What Websites and Services Are Affected by Heartbleed?
Many websites that are running versions of OpenSSL (1.0.1 and 1.0.2-beta ,1.0.1f and 1.0.2-beta1) are found to be affected with this bug. Rejoice, that many websites which run on the older versions and websites that have upgraded already to the fixed version are safe.
Checkout the list of possibly affected sites here. You can test the vulnerability of specific sites using the tool by LastPass. This tool gives a snapshot of the last-time when the sites SSL certificate was regenerated. But if you wanted to know about the recent updates of a website and their steps taken to overcome the Heartbleed bug, be sure to check their respective blogs.
What can you do? Change your account passwords in all websites?
In this case of the Heatbleed bug, there is not much you can really do. This problem is only completely solvable by the service owners. And it can be fixed, if they upgrade OpenSSL to a bug fixed version.
What you can do is, only if possible, try to avoid using the vulnerable website until they issue a fix and notify you. Because changing the password in a vulnerable website, does not help you at any stage!
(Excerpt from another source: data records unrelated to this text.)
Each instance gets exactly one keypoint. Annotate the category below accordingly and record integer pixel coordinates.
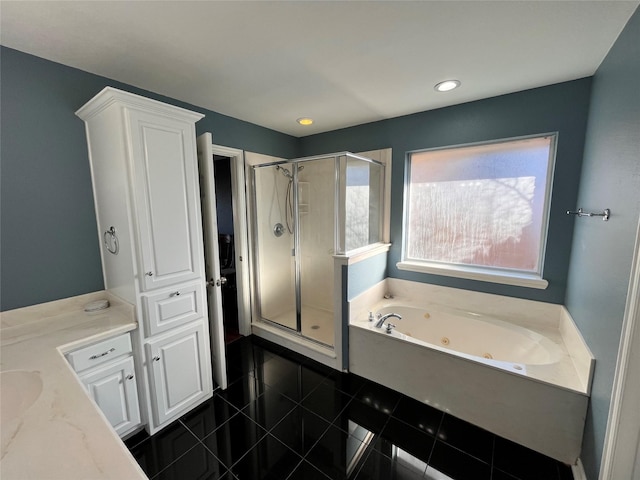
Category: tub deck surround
(541, 403)
(62, 434)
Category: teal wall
(48, 237)
(602, 252)
(559, 108)
(364, 275)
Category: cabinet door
(169, 309)
(179, 372)
(113, 388)
(166, 191)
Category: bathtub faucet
(383, 318)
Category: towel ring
(111, 241)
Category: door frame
(240, 237)
(621, 454)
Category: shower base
(317, 324)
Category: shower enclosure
(305, 212)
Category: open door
(212, 260)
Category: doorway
(226, 247)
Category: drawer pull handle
(95, 357)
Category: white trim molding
(620, 456)
(578, 471)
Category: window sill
(516, 279)
(355, 256)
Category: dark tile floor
(285, 416)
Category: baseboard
(578, 471)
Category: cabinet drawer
(171, 308)
(100, 352)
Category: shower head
(286, 172)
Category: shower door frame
(338, 243)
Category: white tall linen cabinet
(144, 171)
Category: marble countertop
(63, 434)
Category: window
(480, 211)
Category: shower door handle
(217, 283)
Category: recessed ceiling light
(447, 85)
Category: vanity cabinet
(144, 172)
(107, 371)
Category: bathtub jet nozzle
(386, 317)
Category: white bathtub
(473, 336)
(514, 367)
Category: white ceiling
(342, 63)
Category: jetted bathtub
(514, 367)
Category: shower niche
(305, 214)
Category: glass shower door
(316, 242)
(274, 242)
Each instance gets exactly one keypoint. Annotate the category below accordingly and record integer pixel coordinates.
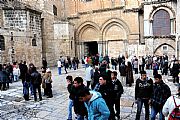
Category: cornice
(173, 37)
(156, 2)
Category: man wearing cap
(161, 92)
(143, 92)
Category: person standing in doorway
(161, 92)
(143, 92)
(59, 66)
(89, 75)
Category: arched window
(55, 10)
(161, 23)
(2, 43)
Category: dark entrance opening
(91, 48)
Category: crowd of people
(31, 78)
(102, 99)
(99, 98)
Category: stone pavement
(14, 107)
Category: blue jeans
(70, 109)
(154, 112)
(79, 117)
(59, 70)
(140, 103)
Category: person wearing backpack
(172, 104)
(161, 92)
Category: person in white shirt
(89, 75)
(170, 105)
(59, 66)
(16, 73)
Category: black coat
(122, 70)
(79, 107)
(117, 89)
(143, 88)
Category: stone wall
(107, 22)
(154, 44)
(22, 46)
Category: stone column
(100, 45)
(178, 30)
(150, 28)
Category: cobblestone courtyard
(14, 107)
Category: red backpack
(175, 114)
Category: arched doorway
(91, 48)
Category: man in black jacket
(36, 83)
(117, 92)
(105, 88)
(143, 92)
(79, 107)
(161, 92)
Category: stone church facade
(87, 27)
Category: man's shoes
(49, 96)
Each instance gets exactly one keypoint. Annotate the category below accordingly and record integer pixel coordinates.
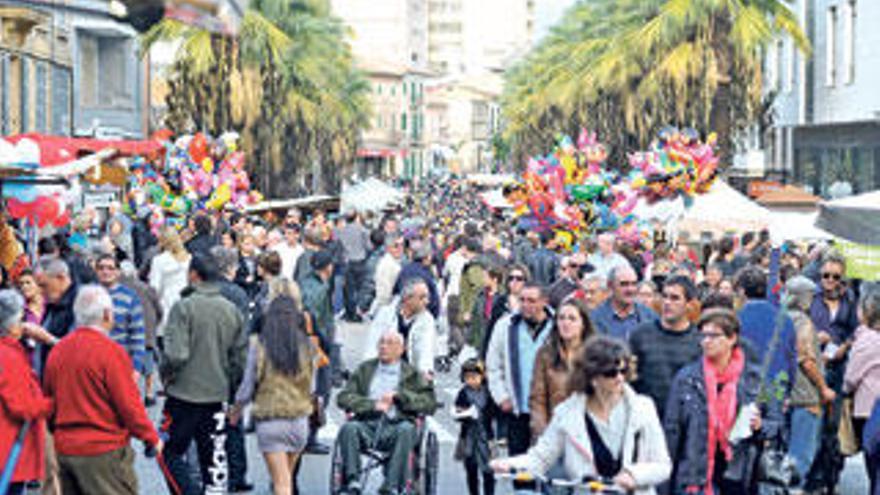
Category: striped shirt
(128, 328)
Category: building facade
(70, 68)
(463, 118)
(460, 40)
(826, 114)
(395, 145)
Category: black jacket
(544, 265)
(686, 425)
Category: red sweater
(21, 400)
(97, 403)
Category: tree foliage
(286, 82)
(627, 68)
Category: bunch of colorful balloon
(570, 192)
(195, 173)
(678, 163)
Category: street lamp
(144, 14)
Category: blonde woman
(168, 273)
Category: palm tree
(286, 82)
(629, 67)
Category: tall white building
(464, 37)
(395, 31)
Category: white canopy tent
(369, 195)
(856, 218)
(723, 209)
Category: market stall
(856, 218)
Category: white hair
(11, 309)
(53, 266)
(392, 334)
(90, 305)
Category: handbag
(846, 434)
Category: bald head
(623, 283)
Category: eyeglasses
(613, 372)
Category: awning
(56, 150)
(856, 218)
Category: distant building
(462, 37)
(69, 67)
(395, 145)
(395, 31)
(826, 115)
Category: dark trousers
(472, 469)
(399, 439)
(355, 273)
(519, 439)
(519, 434)
(111, 473)
(237, 454)
(183, 422)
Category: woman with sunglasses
(604, 430)
(704, 404)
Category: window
(791, 62)
(104, 71)
(849, 42)
(830, 46)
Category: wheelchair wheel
(337, 475)
(431, 470)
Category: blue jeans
(806, 430)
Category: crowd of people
(658, 369)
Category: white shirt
(289, 256)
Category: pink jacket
(863, 371)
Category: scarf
(722, 408)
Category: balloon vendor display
(571, 192)
(195, 173)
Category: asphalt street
(315, 473)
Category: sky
(548, 13)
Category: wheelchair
(423, 464)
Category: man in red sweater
(97, 404)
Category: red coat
(21, 400)
(98, 407)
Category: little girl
(474, 409)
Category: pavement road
(315, 472)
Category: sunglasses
(613, 372)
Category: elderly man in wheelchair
(386, 397)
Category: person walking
(510, 362)
(127, 311)
(665, 346)
(168, 274)
(97, 407)
(604, 429)
(152, 311)
(204, 355)
(809, 392)
(705, 400)
(24, 404)
(278, 381)
(554, 362)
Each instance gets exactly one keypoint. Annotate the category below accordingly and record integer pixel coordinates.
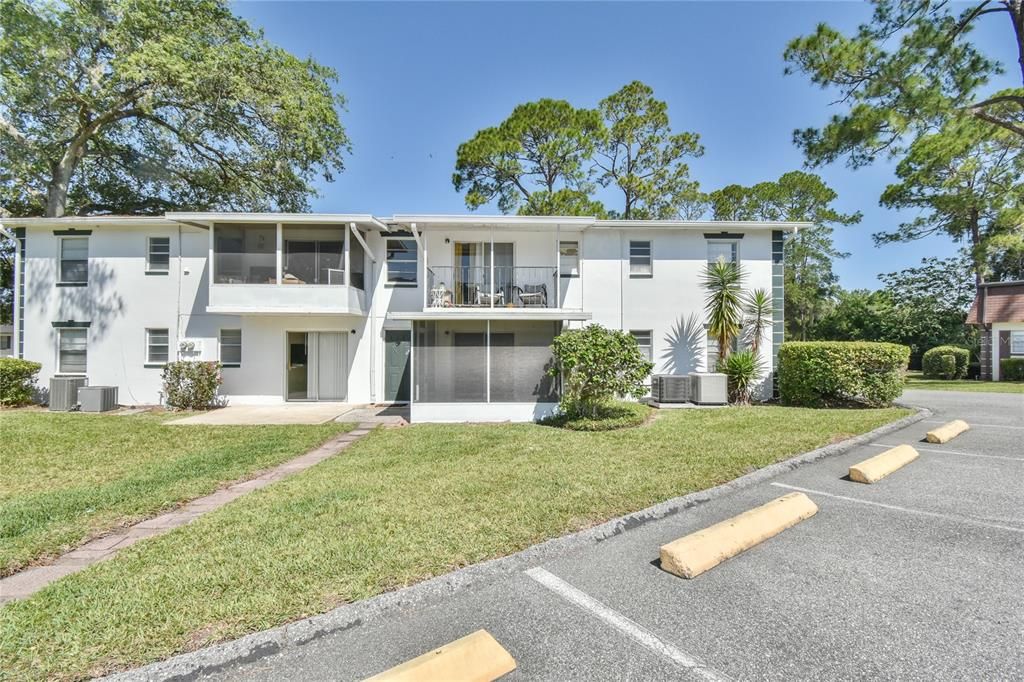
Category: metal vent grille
(672, 388)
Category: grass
(70, 477)
(915, 380)
(400, 506)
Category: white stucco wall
(121, 301)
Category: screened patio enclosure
(483, 361)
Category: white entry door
(317, 367)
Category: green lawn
(400, 506)
(914, 380)
(69, 477)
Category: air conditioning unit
(64, 392)
(671, 388)
(97, 398)
(711, 388)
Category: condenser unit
(671, 388)
(97, 398)
(64, 392)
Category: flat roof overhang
(550, 314)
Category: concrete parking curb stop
(702, 550)
(475, 657)
(269, 642)
(947, 431)
(880, 466)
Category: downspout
(15, 336)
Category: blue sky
(420, 78)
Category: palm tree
(724, 303)
(758, 311)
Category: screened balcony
(483, 361)
(286, 268)
(498, 286)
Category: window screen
(72, 350)
(74, 259)
(640, 260)
(157, 345)
(230, 347)
(159, 254)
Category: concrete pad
(880, 466)
(947, 431)
(693, 554)
(476, 657)
(286, 413)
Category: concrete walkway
(26, 583)
(286, 413)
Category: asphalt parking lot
(920, 576)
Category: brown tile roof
(1004, 302)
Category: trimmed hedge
(17, 381)
(610, 417)
(1012, 369)
(935, 368)
(826, 374)
(192, 384)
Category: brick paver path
(23, 584)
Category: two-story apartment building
(452, 313)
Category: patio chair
(532, 295)
(440, 296)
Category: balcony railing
(513, 287)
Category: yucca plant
(723, 281)
(757, 317)
(742, 370)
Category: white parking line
(624, 625)
(987, 426)
(922, 512)
(947, 452)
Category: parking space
(915, 577)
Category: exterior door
(397, 345)
(317, 366)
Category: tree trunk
(56, 192)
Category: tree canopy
(639, 154)
(911, 68)
(809, 279)
(543, 146)
(548, 158)
(139, 107)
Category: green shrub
(933, 366)
(947, 366)
(17, 381)
(742, 369)
(598, 365)
(1012, 369)
(190, 384)
(609, 417)
(822, 374)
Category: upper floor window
(640, 259)
(1017, 343)
(230, 347)
(568, 259)
(72, 350)
(644, 340)
(727, 251)
(158, 254)
(74, 259)
(401, 262)
(157, 346)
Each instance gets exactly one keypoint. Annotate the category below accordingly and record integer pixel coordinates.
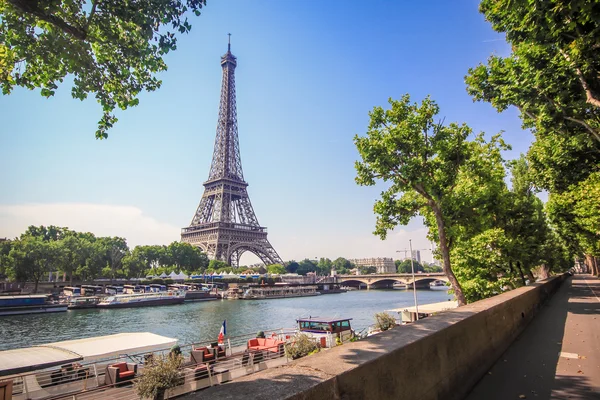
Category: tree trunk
(521, 273)
(446, 254)
(589, 261)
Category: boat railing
(81, 380)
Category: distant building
(416, 255)
(384, 265)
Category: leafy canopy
(111, 48)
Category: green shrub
(160, 374)
(384, 321)
(301, 345)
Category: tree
(552, 75)
(115, 249)
(33, 258)
(292, 266)
(342, 266)
(367, 270)
(324, 266)
(186, 257)
(305, 266)
(276, 269)
(217, 264)
(422, 161)
(133, 266)
(112, 49)
(404, 266)
(76, 252)
(5, 247)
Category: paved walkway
(558, 355)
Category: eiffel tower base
(227, 242)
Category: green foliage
(305, 266)
(276, 269)
(430, 168)
(161, 373)
(301, 345)
(85, 256)
(217, 264)
(112, 49)
(324, 266)
(367, 270)
(552, 78)
(384, 321)
(552, 74)
(291, 266)
(342, 266)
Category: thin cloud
(101, 219)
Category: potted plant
(160, 374)
(384, 321)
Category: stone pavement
(558, 355)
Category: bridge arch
(236, 251)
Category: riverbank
(201, 321)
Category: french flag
(223, 332)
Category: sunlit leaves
(112, 49)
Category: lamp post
(412, 267)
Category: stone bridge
(422, 280)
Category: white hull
(33, 310)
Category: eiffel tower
(225, 225)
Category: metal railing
(86, 381)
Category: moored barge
(143, 299)
(28, 304)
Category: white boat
(328, 332)
(400, 286)
(278, 292)
(143, 299)
(29, 304)
(438, 285)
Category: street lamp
(412, 267)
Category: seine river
(200, 321)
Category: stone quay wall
(441, 357)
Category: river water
(200, 321)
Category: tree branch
(590, 98)
(87, 24)
(31, 7)
(586, 126)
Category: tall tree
(276, 269)
(421, 160)
(324, 266)
(552, 76)
(33, 258)
(112, 49)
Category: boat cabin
(91, 290)
(324, 325)
(23, 300)
(131, 289)
(110, 289)
(179, 286)
(155, 287)
(71, 291)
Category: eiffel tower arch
(225, 225)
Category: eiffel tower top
(226, 162)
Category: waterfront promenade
(558, 355)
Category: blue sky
(308, 73)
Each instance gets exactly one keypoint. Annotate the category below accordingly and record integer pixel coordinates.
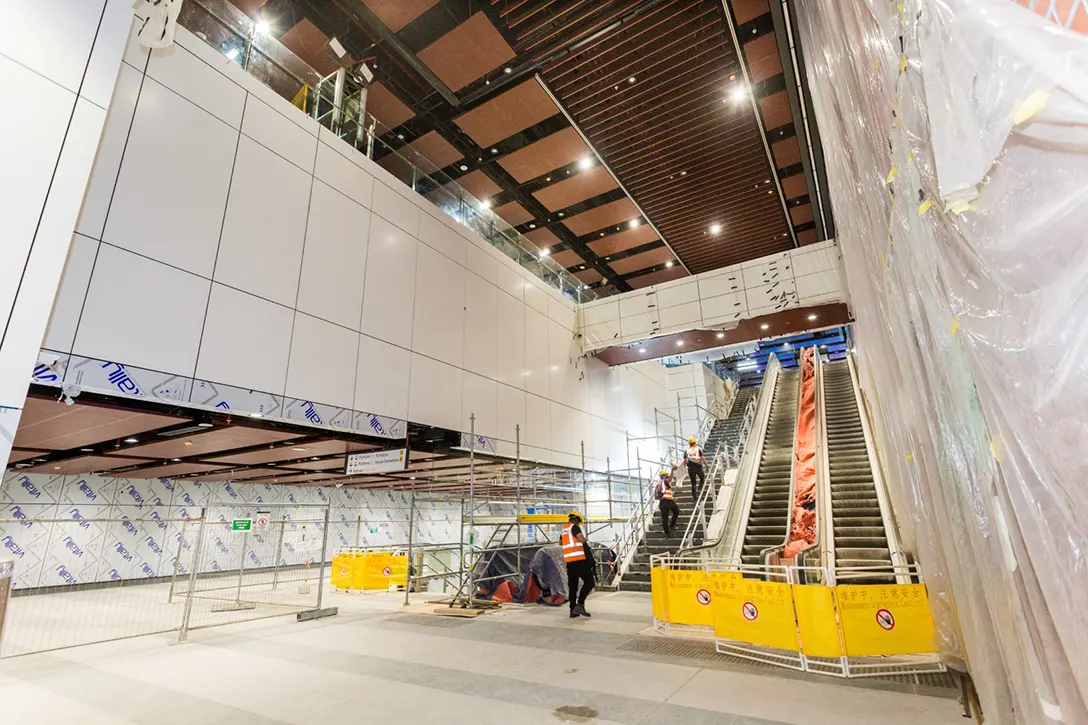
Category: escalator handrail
(740, 502)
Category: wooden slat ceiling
(650, 83)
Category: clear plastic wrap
(956, 143)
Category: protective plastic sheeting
(956, 142)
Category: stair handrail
(891, 529)
(740, 501)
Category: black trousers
(668, 507)
(696, 476)
(579, 572)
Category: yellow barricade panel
(689, 598)
(819, 636)
(755, 612)
(659, 592)
(885, 619)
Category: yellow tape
(885, 619)
(1030, 106)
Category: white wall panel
(382, 378)
(439, 321)
(479, 398)
(334, 259)
(396, 209)
(70, 27)
(538, 357)
(104, 176)
(434, 395)
(246, 341)
(73, 291)
(261, 248)
(481, 327)
(133, 316)
(344, 176)
(272, 130)
(322, 367)
(190, 77)
(510, 344)
(170, 198)
(440, 237)
(390, 291)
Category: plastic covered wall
(957, 164)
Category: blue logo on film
(119, 377)
(87, 491)
(10, 544)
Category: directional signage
(376, 462)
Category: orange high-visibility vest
(571, 548)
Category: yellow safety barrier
(369, 570)
(885, 619)
(754, 612)
(812, 627)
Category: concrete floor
(375, 664)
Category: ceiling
(136, 439)
(520, 101)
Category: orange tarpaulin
(802, 518)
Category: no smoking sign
(886, 619)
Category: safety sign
(886, 619)
(750, 611)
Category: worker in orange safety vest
(579, 561)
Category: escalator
(768, 516)
(857, 525)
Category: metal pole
(183, 634)
(471, 590)
(177, 562)
(279, 552)
(324, 545)
(517, 479)
(411, 525)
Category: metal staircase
(858, 527)
(768, 516)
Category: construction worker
(668, 505)
(696, 467)
(576, 554)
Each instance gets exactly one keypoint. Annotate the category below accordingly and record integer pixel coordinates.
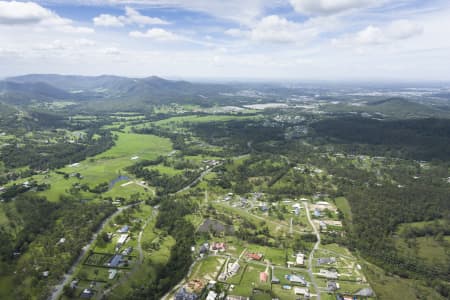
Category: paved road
(311, 255)
(141, 257)
(57, 290)
(200, 177)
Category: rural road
(200, 177)
(311, 255)
(57, 290)
(141, 256)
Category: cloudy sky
(229, 39)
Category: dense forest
(421, 139)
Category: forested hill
(421, 139)
(111, 88)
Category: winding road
(311, 254)
(57, 290)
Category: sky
(398, 40)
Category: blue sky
(233, 39)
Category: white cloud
(107, 21)
(375, 35)
(158, 34)
(111, 51)
(12, 13)
(29, 13)
(134, 17)
(131, 16)
(403, 29)
(329, 6)
(276, 29)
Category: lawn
(343, 205)
(207, 268)
(108, 166)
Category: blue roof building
(115, 261)
(124, 229)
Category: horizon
(353, 83)
(256, 40)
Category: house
(332, 286)
(255, 256)
(115, 261)
(296, 205)
(264, 207)
(218, 247)
(204, 248)
(296, 279)
(300, 259)
(231, 297)
(211, 295)
(124, 229)
(74, 284)
(235, 268)
(127, 251)
(112, 273)
(275, 279)
(329, 274)
(365, 292)
(122, 240)
(86, 294)
(302, 292)
(326, 261)
(183, 294)
(263, 276)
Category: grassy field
(394, 288)
(343, 205)
(108, 166)
(200, 119)
(426, 248)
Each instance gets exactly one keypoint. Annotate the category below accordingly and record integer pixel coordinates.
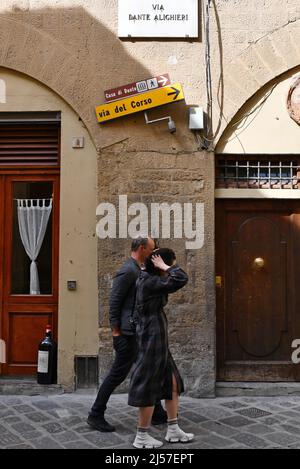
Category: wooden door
(258, 294)
(24, 316)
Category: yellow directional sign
(140, 102)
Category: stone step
(236, 389)
(27, 387)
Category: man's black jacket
(122, 296)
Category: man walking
(121, 304)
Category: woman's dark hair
(167, 255)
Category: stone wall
(72, 47)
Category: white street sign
(167, 18)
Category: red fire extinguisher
(47, 359)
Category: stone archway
(263, 61)
(35, 53)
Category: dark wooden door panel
(258, 255)
(25, 326)
(24, 316)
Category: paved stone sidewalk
(59, 422)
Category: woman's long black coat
(152, 375)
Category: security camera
(172, 126)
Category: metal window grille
(252, 173)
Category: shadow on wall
(72, 53)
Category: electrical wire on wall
(205, 140)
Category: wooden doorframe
(1, 258)
(221, 263)
(18, 304)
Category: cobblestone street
(59, 421)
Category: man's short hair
(137, 242)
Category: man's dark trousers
(125, 347)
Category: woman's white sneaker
(176, 435)
(144, 440)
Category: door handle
(219, 281)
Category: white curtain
(33, 216)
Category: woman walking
(155, 375)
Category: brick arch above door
(259, 64)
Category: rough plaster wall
(72, 47)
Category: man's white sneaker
(144, 440)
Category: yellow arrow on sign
(140, 102)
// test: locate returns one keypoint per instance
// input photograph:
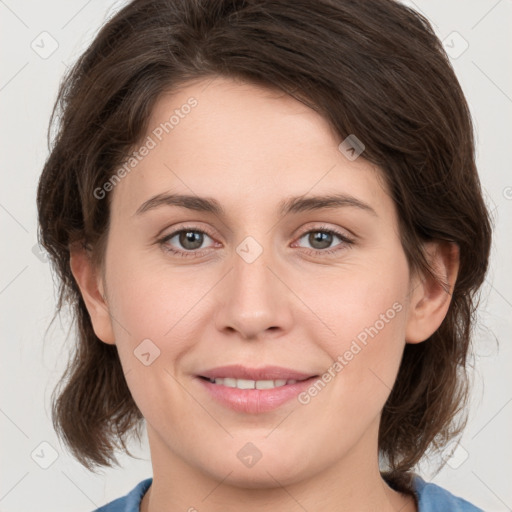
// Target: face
(283, 264)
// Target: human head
(356, 65)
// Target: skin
(251, 148)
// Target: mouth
(254, 391)
(232, 382)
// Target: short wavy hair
(374, 69)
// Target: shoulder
(432, 498)
(130, 502)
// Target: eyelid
(346, 240)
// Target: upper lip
(264, 373)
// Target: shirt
(431, 498)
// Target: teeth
(252, 384)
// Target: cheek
(363, 313)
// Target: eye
(185, 242)
(321, 240)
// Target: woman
(268, 220)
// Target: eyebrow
(290, 205)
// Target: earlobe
(93, 292)
(430, 298)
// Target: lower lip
(254, 401)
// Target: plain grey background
(38, 41)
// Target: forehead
(243, 144)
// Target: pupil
(191, 240)
(320, 240)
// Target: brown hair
(374, 69)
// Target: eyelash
(345, 242)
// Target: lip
(264, 373)
(254, 401)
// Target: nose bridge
(253, 301)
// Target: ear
(430, 298)
(93, 292)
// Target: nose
(254, 300)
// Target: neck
(352, 484)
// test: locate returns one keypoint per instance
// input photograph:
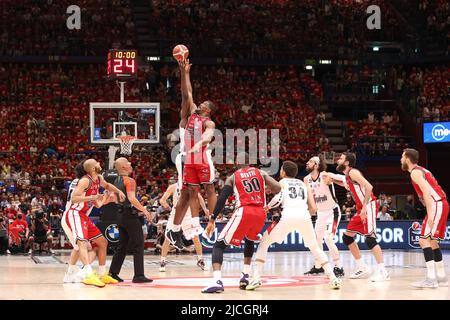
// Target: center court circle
(228, 282)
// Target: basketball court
(40, 277)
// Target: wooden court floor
(40, 277)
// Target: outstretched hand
(185, 65)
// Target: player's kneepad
(371, 242)
(348, 240)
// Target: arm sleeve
(130, 184)
(276, 200)
(224, 194)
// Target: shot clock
(122, 63)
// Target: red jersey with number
(249, 187)
(193, 134)
(357, 191)
(436, 191)
(93, 189)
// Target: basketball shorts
(327, 223)
(439, 211)
(368, 227)
(190, 225)
(246, 222)
(292, 220)
(199, 173)
(78, 226)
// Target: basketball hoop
(126, 144)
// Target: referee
(130, 225)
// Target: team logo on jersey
(112, 233)
(414, 235)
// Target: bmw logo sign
(112, 233)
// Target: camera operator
(41, 231)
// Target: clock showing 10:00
(122, 63)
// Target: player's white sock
(72, 268)
(258, 270)
(360, 264)
(247, 269)
(431, 269)
(440, 269)
(217, 275)
(101, 270)
(87, 270)
(328, 271)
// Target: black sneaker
(115, 276)
(338, 272)
(314, 271)
(141, 279)
(175, 239)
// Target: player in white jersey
(74, 274)
(328, 213)
(296, 198)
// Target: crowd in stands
(215, 28)
(424, 92)
(379, 136)
(39, 28)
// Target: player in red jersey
(82, 230)
(364, 221)
(198, 167)
(247, 221)
(435, 223)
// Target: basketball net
(126, 144)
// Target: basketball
(180, 52)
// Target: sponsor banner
(390, 235)
(436, 132)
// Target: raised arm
(312, 207)
(170, 190)
(271, 182)
(206, 137)
(418, 178)
(187, 102)
(78, 194)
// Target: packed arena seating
(265, 33)
(425, 92)
(39, 28)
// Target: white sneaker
(254, 283)
(427, 283)
(360, 273)
(335, 283)
(443, 282)
(380, 276)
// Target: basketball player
(364, 221)
(74, 274)
(434, 225)
(80, 229)
(191, 226)
(328, 213)
(295, 197)
(247, 221)
(198, 168)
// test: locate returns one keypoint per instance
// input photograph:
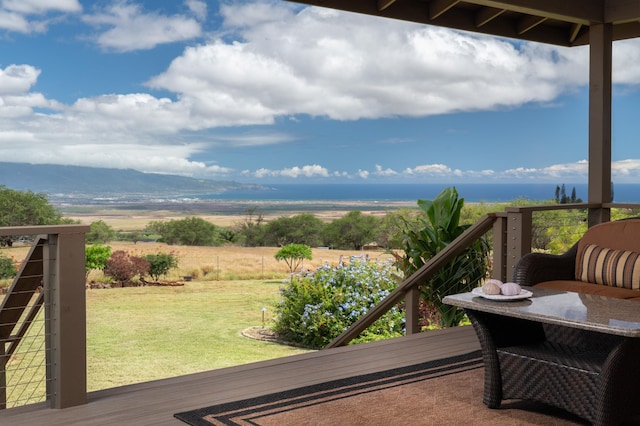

But you need to keep in mind that your favorite website may have been vulnerable sometime in the past two years time. If your provider, has upgraded to the fixed version of OpenSSL, make sure you change your account passwords. Since the Heartbleed not only allows the attacker to get the current information, but also the past data.
If a site is not affected, its safe to update your passwords. At-least it can be a precautionary action!